One of Yemen’s Last Jews Escapes to Israel, Marking Near-End of Ancient Community

Yahya Youssef, z'l, (middle) and his wife Badra (with her face obscured), who arrived in Israel last month.

One of the last remaining Jews in Yemen has fled the war-torn country for Israel, leaving behind a nearly 3,000-year-old Jewish presence that now stands on the brink of extinction.

Badra Yousef, a Jewish woman who lived for decades in the Arhab District north of Sana’a, left Yemen earlier this year following the death of her husband. Her departure, first reported by Israeli media on Wednesday, leaves just four Jews in the entire country—a once-thriving community now reduced to a vanishing trace.

Yousef had lived with her husband, Yahya z”l, under the shadow of the Iranian-backed Houthi regime, which now controls most of northern Yemen and has been widely accused of persecuting religious minorities, including Jews. According to Kan News, Yousef was encouraged by relatives abroad to leave after her husband’s death, ultimately traveling with a local escort to Ethiopia, where she reunited with family and continued on to Israel.

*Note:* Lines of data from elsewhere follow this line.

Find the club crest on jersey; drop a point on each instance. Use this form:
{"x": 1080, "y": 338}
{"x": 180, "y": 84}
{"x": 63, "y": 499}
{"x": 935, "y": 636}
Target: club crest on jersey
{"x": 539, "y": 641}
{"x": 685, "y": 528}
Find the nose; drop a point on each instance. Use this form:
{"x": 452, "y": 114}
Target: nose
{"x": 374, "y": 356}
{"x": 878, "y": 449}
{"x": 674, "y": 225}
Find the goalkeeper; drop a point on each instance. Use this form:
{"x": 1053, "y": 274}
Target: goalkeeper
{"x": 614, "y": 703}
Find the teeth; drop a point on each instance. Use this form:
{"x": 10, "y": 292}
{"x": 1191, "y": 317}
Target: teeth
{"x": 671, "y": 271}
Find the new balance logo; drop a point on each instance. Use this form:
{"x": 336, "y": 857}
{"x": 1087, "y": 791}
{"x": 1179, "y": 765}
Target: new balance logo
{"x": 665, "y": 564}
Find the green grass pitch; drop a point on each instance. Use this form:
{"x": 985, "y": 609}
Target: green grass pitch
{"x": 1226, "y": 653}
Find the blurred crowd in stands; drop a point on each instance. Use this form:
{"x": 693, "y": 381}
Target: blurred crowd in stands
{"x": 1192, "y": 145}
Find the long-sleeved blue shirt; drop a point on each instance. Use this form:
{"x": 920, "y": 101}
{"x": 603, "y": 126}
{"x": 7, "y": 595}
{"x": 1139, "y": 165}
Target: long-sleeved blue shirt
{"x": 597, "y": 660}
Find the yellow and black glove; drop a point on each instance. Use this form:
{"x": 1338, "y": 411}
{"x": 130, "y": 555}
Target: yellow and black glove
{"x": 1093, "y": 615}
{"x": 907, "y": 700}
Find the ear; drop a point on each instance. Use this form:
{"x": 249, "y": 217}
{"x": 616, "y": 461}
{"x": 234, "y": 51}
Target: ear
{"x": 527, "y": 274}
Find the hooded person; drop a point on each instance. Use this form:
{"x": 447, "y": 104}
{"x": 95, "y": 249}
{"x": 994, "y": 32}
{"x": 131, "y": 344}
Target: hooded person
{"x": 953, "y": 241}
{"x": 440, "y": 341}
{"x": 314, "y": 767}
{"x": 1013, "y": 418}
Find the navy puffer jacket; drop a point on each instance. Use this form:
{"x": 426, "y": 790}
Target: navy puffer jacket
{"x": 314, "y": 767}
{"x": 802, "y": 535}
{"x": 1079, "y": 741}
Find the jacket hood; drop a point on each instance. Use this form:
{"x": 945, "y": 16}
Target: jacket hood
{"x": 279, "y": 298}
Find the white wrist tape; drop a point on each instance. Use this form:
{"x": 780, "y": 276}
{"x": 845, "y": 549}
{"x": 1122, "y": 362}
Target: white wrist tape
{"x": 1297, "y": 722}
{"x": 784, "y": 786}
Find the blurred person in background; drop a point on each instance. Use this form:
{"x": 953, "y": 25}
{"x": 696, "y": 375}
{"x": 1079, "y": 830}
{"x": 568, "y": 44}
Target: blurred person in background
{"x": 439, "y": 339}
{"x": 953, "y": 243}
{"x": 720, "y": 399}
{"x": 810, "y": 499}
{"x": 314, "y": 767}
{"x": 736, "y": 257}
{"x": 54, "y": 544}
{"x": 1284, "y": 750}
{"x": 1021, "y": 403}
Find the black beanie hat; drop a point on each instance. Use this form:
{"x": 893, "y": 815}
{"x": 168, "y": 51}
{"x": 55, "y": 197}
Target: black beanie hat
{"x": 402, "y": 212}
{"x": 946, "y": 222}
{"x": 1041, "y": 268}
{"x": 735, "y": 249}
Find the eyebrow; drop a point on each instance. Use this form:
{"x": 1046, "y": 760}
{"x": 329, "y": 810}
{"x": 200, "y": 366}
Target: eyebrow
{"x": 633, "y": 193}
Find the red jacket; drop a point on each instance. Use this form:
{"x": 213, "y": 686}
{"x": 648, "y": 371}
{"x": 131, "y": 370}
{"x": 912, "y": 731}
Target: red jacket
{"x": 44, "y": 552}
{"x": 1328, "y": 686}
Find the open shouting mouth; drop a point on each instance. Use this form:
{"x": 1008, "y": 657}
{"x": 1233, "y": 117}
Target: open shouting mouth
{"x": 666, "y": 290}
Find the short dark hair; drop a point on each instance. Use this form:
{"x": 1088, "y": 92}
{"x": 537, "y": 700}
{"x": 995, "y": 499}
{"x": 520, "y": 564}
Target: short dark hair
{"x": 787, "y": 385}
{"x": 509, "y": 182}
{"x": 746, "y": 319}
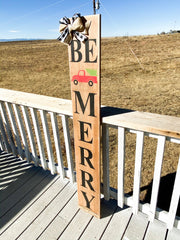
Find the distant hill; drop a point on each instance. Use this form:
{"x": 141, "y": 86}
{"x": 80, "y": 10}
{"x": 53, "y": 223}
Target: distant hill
{"x": 20, "y": 39}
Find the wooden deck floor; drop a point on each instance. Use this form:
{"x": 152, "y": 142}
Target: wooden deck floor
{"x": 36, "y": 205}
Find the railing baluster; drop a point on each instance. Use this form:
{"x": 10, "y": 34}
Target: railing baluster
{"x": 14, "y": 128}
{"x": 174, "y": 199}
{"x": 30, "y": 134}
{"x": 48, "y": 141}
{"x": 105, "y": 157}
{"x": 137, "y": 172}
{"x": 1, "y": 143}
{"x": 5, "y": 140}
{"x": 38, "y": 137}
{"x": 57, "y": 144}
{"x": 121, "y": 162}
{"x": 68, "y": 146}
{"x": 22, "y": 132}
{"x": 8, "y": 129}
{"x": 157, "y": 176}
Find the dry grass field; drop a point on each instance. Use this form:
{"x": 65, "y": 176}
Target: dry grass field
{"x": 140, "y": 73}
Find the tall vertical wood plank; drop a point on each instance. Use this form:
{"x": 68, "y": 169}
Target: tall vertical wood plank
{"x": 84, "y": 59}
{"x": 67, "y": 142}
{"x": 105, "y": 158}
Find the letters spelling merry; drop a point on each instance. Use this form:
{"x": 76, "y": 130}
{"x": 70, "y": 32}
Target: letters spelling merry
{"x": 86, "y": 116}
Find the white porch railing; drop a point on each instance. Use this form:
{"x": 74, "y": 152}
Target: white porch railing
{"x": 36, "y": 128}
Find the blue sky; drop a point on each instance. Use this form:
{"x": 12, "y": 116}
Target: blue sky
{"x": 40, "y": 18}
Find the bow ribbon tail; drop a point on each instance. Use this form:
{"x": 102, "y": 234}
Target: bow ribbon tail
{"x": 65, "y": 36}
{"x": 81, "y": 37}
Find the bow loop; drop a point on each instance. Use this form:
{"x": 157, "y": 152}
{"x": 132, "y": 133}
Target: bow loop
{"x": 78, "y": 27}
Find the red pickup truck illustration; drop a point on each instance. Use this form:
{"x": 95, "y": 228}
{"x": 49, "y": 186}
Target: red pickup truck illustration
{"x": 82, "y": 77}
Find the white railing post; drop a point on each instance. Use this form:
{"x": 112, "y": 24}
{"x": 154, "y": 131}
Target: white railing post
{"x": 8, "y": 129}
{"x": 30, "y": 134}
{"x": 157, "y": 176}
{"x": 38, "y": 137}
{"x": 121, "y": 162}
{"x": 5, "y": 140}
{"x": 137, "y": 171}
{"x": 22, "y": 132}
{"x": 174, "y": 199}
{"x": 48, "y": 141}
{"x": 15, "y": 130}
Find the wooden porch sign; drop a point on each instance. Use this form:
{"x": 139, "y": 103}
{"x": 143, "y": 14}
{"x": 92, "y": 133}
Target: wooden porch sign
{"x": 84, "y": 61}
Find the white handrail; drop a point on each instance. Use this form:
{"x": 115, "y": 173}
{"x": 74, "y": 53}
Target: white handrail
{"x": 30, "y": 121}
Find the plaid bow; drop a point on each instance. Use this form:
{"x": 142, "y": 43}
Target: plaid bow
{"x": 78, "y": 27}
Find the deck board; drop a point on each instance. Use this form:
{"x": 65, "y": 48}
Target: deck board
{"x": 38, "y": 205}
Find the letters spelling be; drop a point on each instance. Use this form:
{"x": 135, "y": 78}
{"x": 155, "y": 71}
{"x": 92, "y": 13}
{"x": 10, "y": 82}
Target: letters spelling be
{"x": 86, "y": 120}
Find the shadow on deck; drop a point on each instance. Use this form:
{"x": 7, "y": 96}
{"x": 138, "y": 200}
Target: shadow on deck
{"x": 37, "y": 205}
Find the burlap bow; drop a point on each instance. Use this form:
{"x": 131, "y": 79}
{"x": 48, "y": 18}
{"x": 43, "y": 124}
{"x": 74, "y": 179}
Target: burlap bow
{"x": 77, "y": 27}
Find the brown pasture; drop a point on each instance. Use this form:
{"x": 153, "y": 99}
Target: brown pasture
{"x": 139, "y": 73}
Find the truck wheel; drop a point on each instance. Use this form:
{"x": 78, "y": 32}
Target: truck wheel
{"x": 90, "y": 83}
{"x": 76, "y": 82}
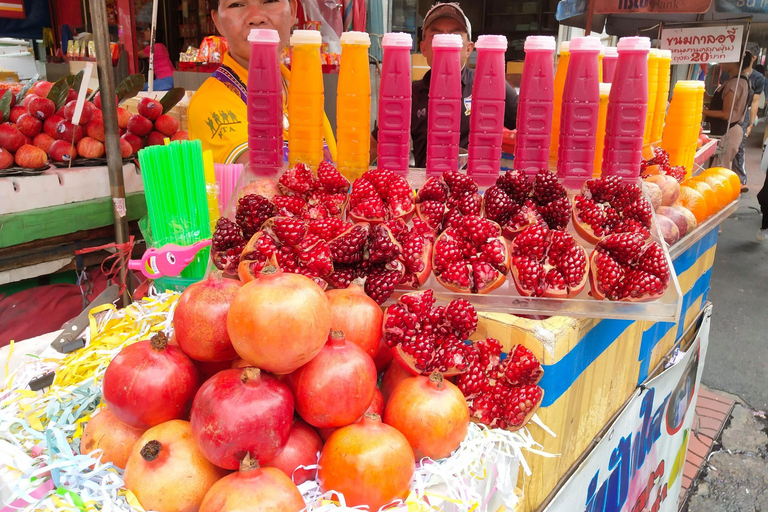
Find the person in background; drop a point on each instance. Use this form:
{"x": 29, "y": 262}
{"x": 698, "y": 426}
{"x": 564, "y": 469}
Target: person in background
{"x": 722, "y": 117}
{"x": 445, "y": 18}
{"x": 756, "y": 84}
{"x": 163, "y": 67}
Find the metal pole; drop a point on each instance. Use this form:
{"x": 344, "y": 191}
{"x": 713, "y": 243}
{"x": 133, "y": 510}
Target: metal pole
{"x": 111, "y": 135}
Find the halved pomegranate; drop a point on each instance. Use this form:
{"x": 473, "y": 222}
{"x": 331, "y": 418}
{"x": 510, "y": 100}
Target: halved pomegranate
{"x": 628, "y": 267}
{"x": 501, "y": 393}
{"x": 610, "y": 205}
{"x": 288, "y": 241}
{"x": 446, "y": 198}
{"x": 379, "y": 195}
{"x": 548, "y": 263}
{"x": 426, "y": 338}
{"x": 471, "y": 257}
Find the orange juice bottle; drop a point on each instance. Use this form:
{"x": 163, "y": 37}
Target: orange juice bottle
{"x": 560, "y": 73}
{"x": 602, "y": 113}
{"x": 353, "y": 106}
{"x": 305, "y": 100}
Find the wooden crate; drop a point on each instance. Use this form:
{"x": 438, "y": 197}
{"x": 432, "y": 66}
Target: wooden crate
{"x": 591, "y": 368}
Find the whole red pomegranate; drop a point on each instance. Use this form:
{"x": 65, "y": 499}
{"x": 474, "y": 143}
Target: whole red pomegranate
{"x": 166, "y": 470}
{"x": 431, "y": 413}
{"x": 114, "y": 438}
{"x": 253, "y": 488}
{"x": 150, "y": 382}
{"x": 280, "y": 321}
{"x": 336, "y": 387}
{"x": 369, "y": 462}
{"x": 200, "y": 319}
{"x": 357, "y": 316}
{"x": 239, "y": 411}
{"x": 303, "y": 449}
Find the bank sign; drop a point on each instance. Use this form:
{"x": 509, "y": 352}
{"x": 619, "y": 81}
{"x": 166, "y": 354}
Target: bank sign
{"x": 638, "y": 465}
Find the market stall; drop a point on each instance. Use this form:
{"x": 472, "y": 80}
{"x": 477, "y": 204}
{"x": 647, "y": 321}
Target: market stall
{"x": 539, "y": 301}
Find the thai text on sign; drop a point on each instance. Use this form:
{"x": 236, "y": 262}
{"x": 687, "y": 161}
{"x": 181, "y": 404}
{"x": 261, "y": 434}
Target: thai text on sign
{"x": 701, "y": 45}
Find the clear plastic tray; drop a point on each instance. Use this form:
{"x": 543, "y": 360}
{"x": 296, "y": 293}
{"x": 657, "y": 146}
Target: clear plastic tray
{"x": 506, "y": 299}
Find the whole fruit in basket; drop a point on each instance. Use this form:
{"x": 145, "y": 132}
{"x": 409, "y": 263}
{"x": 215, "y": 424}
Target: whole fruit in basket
{"x": 548, "y": 263}
{"x": 239, "y": 411}
{"x": 356, "y": 315}
{"x": 426, "y": 338}
{"x": 114, "y": 438}
{"x": 336, "y": 387}
{"x": 610, "y": 205}
{"x": 380, "y": 195}
{"x": 200, "y": 319}
{"x": 150, "y": 382}
{"x": 431, "y": 413}
{"x": 302, "y": 449}
{"x": 369, "y": 462}
{"x": 628, "y": 267}
{"x": 471, "y": 257}
{"x": 253, "y": 488}
{"x": 166, "y": 470}
{"x": 501, "y": 393}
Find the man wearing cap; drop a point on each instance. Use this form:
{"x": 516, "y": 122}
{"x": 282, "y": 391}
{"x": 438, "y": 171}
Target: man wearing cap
{"x": 446, "y": 18}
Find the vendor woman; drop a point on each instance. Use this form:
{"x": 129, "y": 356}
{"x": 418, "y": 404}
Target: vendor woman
{"x": 217, "y": 113}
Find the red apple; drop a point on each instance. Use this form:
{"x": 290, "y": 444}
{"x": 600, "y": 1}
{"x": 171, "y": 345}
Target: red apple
{"x": 29, "y": 125}
{"x": 62, "y": 151}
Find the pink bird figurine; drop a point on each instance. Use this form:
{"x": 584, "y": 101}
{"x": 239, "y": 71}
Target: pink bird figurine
{"x": 169, "y": 260}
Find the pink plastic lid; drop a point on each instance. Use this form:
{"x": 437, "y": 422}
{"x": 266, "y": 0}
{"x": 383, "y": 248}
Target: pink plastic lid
{"x": 488, "y": 42}
{"x": 264, "y": 35}
{"x": 634, "y": 43}
{"x": 588, "y": 44}
{"x": 539, "y": 43}
{"x": 397, "y": 40}
{"x": 447, "y": 41}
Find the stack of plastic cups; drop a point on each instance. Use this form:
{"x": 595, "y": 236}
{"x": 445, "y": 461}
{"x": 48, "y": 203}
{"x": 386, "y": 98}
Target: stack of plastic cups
{"x": 305, "y": 100}
{"x": 445, "y": 104}
{"x": 681, "y": 129}
{"x": 609, "y": 64}
{"x": 395, "y": 103}
{"x": 353, "y": 106}
{"x": 602, "y": 113}
{"x": 662, "y": 95}
{"x": 534, "y": 107}
{"x": 653, "y": 86}
{"x": 560, "y": 73}
{"x": 265, "y": 104}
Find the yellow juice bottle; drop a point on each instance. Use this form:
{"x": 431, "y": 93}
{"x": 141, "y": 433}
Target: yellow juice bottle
{"x": 353, "y": 106}
{"x": 305, "y": 100}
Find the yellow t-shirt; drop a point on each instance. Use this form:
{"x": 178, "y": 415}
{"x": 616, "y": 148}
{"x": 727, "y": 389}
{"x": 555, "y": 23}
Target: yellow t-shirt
{"x": 218, "y": 117}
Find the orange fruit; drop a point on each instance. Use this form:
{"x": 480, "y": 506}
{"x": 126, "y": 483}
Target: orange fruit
{"x": 692, "y": 200}
{"x": 732, "y": 177}
{"x": 713, "y": 204}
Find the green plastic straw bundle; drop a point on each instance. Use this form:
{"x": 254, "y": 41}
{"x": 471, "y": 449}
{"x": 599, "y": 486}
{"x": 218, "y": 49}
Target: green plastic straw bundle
{"x": 174, "y": 185}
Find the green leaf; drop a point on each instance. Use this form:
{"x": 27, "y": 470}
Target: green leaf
{"x": 171, "y": 98}
{"x": 5, "y": 104}
{"x": 129, "y": 87}
{"x": 59, "y": 91}
{"x": 23, "y": 92}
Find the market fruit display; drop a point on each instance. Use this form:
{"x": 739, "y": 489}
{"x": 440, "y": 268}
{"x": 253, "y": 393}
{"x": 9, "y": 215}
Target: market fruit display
{"x": 501, "y": 393}
{"x": 336, "y": 387}
{"x": 287, "y": 329}
{"x": 253, "y": 488}
{"x": 166, "y": 470}
{"x": 239, "y": 411}
{"x": 431, "y": 413}
{"x": 114, "y": 438}
{"x": 370, "y": 463}
{"x": 150, "y": 382}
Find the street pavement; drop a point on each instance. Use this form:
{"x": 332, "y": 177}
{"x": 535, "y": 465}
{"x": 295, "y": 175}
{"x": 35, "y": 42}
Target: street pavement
{"x": 735, "y": 479}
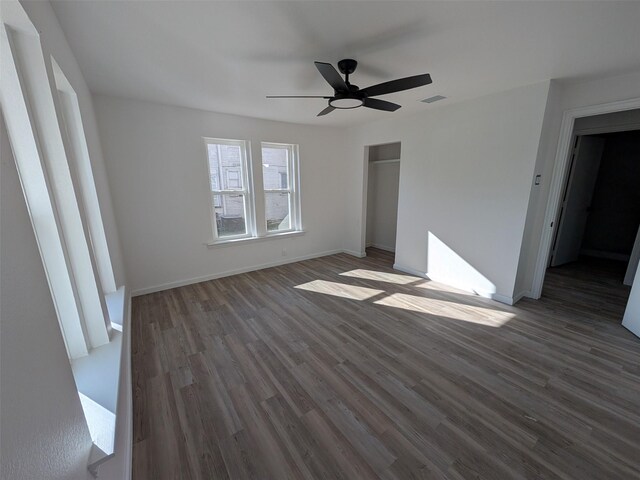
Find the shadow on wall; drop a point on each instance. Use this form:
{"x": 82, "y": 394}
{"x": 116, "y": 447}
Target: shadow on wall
{"x": 446, "y": 266}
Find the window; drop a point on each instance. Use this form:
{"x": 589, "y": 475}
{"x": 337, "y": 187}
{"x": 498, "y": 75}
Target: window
{"x": 235, "y": 207}
{"x": 231, "y": 205}
{"x": 281, "y": 193}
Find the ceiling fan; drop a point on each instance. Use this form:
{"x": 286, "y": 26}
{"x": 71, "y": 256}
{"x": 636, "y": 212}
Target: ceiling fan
{"x": 346, "y": 95}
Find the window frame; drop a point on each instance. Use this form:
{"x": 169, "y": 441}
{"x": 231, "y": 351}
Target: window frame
{"x": 293, "y": 188}
{"x": 247, "y": 190}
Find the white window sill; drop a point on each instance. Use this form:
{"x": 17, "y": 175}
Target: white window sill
{"x": 246, "y": 240}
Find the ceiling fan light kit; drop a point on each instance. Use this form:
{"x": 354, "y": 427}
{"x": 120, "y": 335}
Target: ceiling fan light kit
{"x": 347, "y": 96}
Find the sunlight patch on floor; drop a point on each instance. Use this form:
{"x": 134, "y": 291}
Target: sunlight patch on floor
{"x": 343, "y": 290}
{"x": 441, "y": 287}
{"x": 380, "y": 276}
{"x": 453, "y": 310}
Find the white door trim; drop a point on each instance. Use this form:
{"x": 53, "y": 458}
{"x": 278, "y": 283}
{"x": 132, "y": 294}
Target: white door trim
{"x": 558, "y": 178}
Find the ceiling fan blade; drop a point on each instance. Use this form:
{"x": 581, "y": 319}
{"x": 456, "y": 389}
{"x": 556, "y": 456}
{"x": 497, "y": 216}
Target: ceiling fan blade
{"x": 296, "y": 96}
{"x": 329, "y": 109}
{"x": 380, "y": 104}
{"x": 332, "y": 76}
{"x": 397, "y": 85}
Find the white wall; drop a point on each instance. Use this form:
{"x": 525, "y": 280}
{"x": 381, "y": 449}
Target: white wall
{"x": 157, "y": 171}
{"x": 631, "y": 318}
{"x": 466, "y": 177}
{"x": 382, "y": 204}
{"x": 563, "y": 96}
{"x": 55, "y": 44}
{"x": 42, "y": 427}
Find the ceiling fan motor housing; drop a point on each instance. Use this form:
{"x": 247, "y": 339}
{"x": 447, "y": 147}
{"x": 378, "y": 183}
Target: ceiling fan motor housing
{"x": 347, "y": 66}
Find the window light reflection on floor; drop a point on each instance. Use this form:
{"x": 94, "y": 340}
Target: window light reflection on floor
{"x": 381, "y": 276}
{"x": 343, "y": 290}
{"x": 493, "y": 317}
{"x": 467, "y": 313}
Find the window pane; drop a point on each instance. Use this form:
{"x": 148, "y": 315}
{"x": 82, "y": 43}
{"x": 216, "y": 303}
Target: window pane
{"x": 275, "y": 168}
{"x": 277, "y": 211}
{"x": 225, "y": 163}
{"x": 229, "y": 213}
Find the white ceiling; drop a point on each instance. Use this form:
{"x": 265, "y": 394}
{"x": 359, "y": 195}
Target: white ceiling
{"x": 227, "y": 56}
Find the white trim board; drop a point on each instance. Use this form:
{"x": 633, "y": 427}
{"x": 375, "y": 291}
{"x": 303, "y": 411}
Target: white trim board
{"x": 558, "y": 179}
{"x": 228, "y": 273}
{"x": 381, "y": 247}
{"x": 377, "y": 162}
{"x": 493, "y": 296}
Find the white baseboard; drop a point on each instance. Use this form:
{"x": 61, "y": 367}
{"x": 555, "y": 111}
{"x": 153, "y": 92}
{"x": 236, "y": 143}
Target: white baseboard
{"x": 521, "y": 295}
{"x": 412, "y": 271}
{"x": 228, "y": 273}
{"x": 621, "y": 257}
{"x": 493, "y": 296}
{"x": 382, "y": 247}
{"x": 353, "y": 253}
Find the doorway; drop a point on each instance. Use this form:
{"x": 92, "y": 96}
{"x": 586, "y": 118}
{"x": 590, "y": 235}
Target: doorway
{"x": 595, "y": 251}
{"x": 383, "y": 180}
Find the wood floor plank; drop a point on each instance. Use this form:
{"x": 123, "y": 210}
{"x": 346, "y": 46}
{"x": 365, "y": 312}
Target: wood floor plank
{"x": 342, "y": 368}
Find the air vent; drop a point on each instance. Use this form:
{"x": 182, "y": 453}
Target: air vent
{"x": 435, "y": 98}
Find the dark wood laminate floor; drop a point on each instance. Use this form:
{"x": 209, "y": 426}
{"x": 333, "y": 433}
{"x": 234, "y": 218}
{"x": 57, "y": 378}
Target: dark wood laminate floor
{"x": 343, "y": 368}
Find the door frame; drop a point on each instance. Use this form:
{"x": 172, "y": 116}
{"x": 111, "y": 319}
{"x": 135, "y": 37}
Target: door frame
{"x": 559, "y": 178}
{"x": 365, "y": 194}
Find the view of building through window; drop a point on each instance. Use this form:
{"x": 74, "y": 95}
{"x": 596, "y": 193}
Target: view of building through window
{"x": 276, "y": 176}
{"x": 233, "y": 200}
{"x": 226, "y": 179}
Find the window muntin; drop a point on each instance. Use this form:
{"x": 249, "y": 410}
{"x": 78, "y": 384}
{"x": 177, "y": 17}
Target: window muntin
{"x": 279, "y": 162}
{"x": 231, "y": 204}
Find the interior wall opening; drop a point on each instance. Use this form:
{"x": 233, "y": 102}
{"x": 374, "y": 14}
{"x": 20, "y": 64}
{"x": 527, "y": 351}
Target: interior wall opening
{"x": 383, "y": 181}
{"x": 596, "y": 248}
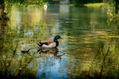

The couple had no children. Following Yahya’s passing, videos of his levaya circulated on a Facebook group for Yemeni Jews. The posts captured a haunting reality: there were not enough Jews left in Yemen to perform a traditional levaya or recite Kaddish. In an act of compassion, Muslim neighbors volunteered to conduct the burial.

The Jewish presence in Yemen dates back to antiquity, but modern history has seen the community systematically dismantled by waves of antisemitism, war, and forced exile. Tens of thousands were airlifted to Israel during Operation Magic Carpet in 1949–50, and successive decades saw the trickle continue.

By the 2000s, fewer than 200 Jews remained. Today, only four individuals are believed to be in Yemen. One of them, imprisoned since 2015, was reportedly jailed for allegedly assisting in the smuggling of a Torah scroll to Israel.

“Badra and her husband were Yemeni Jews who loved their homeland and lived there through both good times and bitter ones,” wrote independent Yemeni journalist Ali Ibrahim Al Moshki, who first shared news of her departure.

Even as the community’s physical presence vanishes, its cultural and religious heritage is being preserved elsewhere. In 2024, the National Library of Israel in Jerusalem received the world’s most extensive collection of Yemenite Jewish manuscripts — some 60,000 historic items, including rare Judeo-Arabic commentaries by the Rambam, handwritten psakim from the Maharitz (Rabbi Yihya Saleh), and centuries-old kesubos.

The collection was curated over six decades by Yehuda Levi Nahum (1915–1998), a Yemenite Jew who immigrated to pre-state Israel at age 14. His work was donated last year by his descendants, providing a vital link to a world that is now slipping into memory.

(YWN Israel Desk—Jerusalem)



2 Responses

  1. There are many Yemenite Jews worldwide, mostly in Israel, who preserve their unique minhagim and mesorah. Unlike almost all other Jewish communities in Galus, the Yemenite Jews remained in one location continuously since Churban Bayis Rishon.